On-Chain Non-Interactive Data Availability Proofs

adlerjohn · July 8, 2019, 12:11am

Written in collaboration with @Mikerah.

Overview

We present a practical scheme for on-chain non-interactive data availability proofs. It can be implemented as a pre-compile on Ethereum. Moreover, we provide a definition for a standardized content-addressable filestore, a standardized filesystem (SFS), that may be of independent interest.

Background

Prerequisite Reading

Extra Reading

Data Availability Proofs Using Erasure Codes

A note on data availability and erasure coding
Fraud and Data Availability Proofs: Maximising Light Client Security and Scaling Blockchains with Dishonest Majorities

The essence of sub-linear data availability proofs is client-side random sampling of erasure codes. Erasure codes allow for the reconstruction of some data (of size M encoded as N chunks) using any M of N chunks. While this may seem linear in cost, we can do better by splitting up the data in two dimensions, requiring only \sqrt{M} chunks to be probabilistically sampled.

Unfortunately, this scheme is subjective and cannot be readily executed on-chain at present. An earlier attempt at turning this protocol non-interactive and running it on-chain is extremely complex, requires a Sybil-free set of providers, and makes strong assumptions.

Data Availability In Eth 2.0

The data availability proof method described above is central to the viability of a sharded blockchain. Indeed, it is trivial to see that if all nodes were required to process data on all shards, the resultant sharded blockchain would be isomorphic in performance and resource requirements to a blockchain with a larger blocksize.

If a shard chain block is withheld, “clients with data availability verification can detect the fault and reject it” by using data availability checking as described above. Under a synchrony assumption and an uncoordinated-majority assumption, this allows arbitrarily high levels of confidence that all data across all shards is available.

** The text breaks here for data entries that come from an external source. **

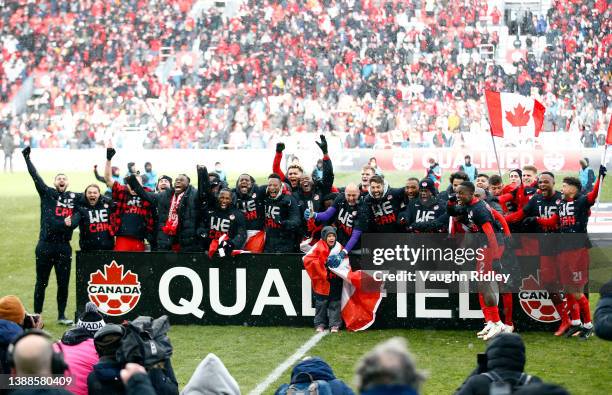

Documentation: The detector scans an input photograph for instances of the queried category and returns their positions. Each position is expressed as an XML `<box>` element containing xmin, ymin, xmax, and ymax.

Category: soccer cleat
<box><xmin>476</xmin><ymin>321</ymin><xmax>493</xmax><ymax>339</ymax></box>
<box><xmin>482</xmin><ymin>321</ymin><xmax>505</xmax><ymax>341</ymax></box>
<box><xmin>57</xmin><ymin>317</ymin><xmax>74</xmax><ymax>326</ymax></box>
<box><xmin>565</xmin><ymin>325</ymin><xmax>582</xmax><ymax>338</ymax></box>
<box><xmin>578</xmin><ymin>326</ymin><xmax>593</xmax><ymax>340</ymax></box>
<box><xmin>555</xmin><ymin>320</ymin><xmax>572</xmax><ymax>336</ymax></box>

We note that blocks in a blockchain aren’t inherently more accessible to clients than any other data. It is only that nodes have access to block data through a standardized API by default.

Definitions

We define the standardized filesystem (SFS) as a hash-indexed (i.e., content-addressed) data store accessible to a node. Potential examples include, but are not limited to: chain data, IPFS, Swarm, or Filecoin. Swarm is of especial interest as it “is designed to deeply integrate with the devp2p multiprotocol network layer of Ethereum,” i.e., it is a SFS by design.

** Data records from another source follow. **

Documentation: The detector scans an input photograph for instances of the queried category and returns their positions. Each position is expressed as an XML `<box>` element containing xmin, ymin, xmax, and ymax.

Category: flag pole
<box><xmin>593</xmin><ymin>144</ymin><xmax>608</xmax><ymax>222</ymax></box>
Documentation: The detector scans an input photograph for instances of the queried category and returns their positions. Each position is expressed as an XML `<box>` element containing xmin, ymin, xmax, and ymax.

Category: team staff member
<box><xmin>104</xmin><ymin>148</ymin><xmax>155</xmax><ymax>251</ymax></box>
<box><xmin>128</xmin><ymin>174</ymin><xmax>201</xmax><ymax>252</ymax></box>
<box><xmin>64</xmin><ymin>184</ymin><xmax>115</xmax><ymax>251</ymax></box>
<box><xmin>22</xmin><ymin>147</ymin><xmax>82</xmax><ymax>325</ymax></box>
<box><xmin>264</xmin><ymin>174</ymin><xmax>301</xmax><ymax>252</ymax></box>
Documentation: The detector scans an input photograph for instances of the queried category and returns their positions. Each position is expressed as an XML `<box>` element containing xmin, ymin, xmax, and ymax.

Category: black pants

On-Chain Non-Interactive Data Availability Proofs

Assumptions

This scheme makes no stronger assumptions than are necessary for Eth 2.0 to be viable. Namely, an honest majority of main chain block producers assumption for liveness. When used in conjunction with fraud proofs, a (full) synchrony assumption (which requires the main chain to be censorship-resistant i.e., the majority of main chain block producers aren’t actively censoring transactions/blocks) is also needed for safety.

Scheme

We propose a scheme that involves a new precompiled contract, C. The contract has two methods, check(bytes32 hash) -> (void) and isAvailable(bytes32 hash) -> (bool).

check starts a client-side data availability check on a hash in the SFS. This may take some time to actually finish executing, so the task can be dispatched in parallel. Additionally, it saves the hash of the pending check along with the current block number in storage (e.g., in a map).

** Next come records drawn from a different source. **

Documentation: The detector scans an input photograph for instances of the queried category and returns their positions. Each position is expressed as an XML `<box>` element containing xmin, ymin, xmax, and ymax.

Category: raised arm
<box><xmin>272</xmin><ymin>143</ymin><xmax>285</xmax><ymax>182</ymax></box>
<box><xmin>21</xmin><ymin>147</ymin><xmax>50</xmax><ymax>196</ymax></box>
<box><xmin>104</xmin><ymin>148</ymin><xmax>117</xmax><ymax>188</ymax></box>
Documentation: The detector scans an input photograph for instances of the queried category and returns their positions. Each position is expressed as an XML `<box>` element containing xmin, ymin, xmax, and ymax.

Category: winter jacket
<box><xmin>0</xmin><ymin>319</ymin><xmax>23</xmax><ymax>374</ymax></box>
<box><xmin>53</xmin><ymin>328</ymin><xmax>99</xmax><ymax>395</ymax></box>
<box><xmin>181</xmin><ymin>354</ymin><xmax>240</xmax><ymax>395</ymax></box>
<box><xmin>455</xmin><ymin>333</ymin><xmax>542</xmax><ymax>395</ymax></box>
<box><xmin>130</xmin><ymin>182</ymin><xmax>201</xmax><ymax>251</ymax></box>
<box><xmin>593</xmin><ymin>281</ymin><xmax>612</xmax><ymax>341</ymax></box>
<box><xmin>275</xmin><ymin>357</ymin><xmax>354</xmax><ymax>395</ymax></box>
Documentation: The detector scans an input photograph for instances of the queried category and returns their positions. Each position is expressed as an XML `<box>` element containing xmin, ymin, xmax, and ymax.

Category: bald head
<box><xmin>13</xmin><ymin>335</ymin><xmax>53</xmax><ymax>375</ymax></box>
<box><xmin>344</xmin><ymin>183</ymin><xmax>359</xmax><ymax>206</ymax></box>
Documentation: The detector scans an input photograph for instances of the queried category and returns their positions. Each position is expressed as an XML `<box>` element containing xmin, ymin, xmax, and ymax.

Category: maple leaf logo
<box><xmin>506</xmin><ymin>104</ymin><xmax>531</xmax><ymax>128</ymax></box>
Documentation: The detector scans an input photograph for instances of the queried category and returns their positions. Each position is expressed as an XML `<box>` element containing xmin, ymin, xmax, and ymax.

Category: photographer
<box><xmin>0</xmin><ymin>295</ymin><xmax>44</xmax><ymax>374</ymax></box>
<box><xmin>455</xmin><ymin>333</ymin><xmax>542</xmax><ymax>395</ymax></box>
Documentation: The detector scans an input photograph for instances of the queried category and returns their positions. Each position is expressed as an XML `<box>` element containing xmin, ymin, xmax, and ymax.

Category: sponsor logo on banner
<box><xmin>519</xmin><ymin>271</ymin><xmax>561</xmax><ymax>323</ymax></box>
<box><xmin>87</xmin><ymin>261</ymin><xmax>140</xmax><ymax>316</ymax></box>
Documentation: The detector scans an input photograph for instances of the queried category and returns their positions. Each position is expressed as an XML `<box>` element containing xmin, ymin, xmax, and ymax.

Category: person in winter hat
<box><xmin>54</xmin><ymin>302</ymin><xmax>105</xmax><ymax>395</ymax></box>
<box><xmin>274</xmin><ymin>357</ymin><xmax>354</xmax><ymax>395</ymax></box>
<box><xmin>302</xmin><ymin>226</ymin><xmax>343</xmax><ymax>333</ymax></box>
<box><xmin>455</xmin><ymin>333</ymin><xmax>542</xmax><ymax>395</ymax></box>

isAvailable returns the results of a previously-requested data availability check of hash in the SFS. If fewer than D blocks (D is a system parameter) have passed since the request, or if a data availability check of hash has not been requested, this method reverts. If not, the method returns true if the data availability check was positive or false if the data availability check was negative. Successful completion of this method call also clears the request (hash and block number) from storage.

These methods should have significant gas costs, but are by construction reasonably cheap to execute client-side—otherwise performing data availability checks in Eth 2.0 would make the whole system intractably expensive. The gas cost of check should be proportional to the size of data, specifically O(\sqrt{blocksize} + \log(\sqrt{blocksize})).

Note that hash addresses data in the SFS, not just chain or side chain data. This scheme can be used for any arbitrary data in the SFS (i.e., data accessible in a standardized manner to clients). This is in fact identical to the core idea of LazyLedger.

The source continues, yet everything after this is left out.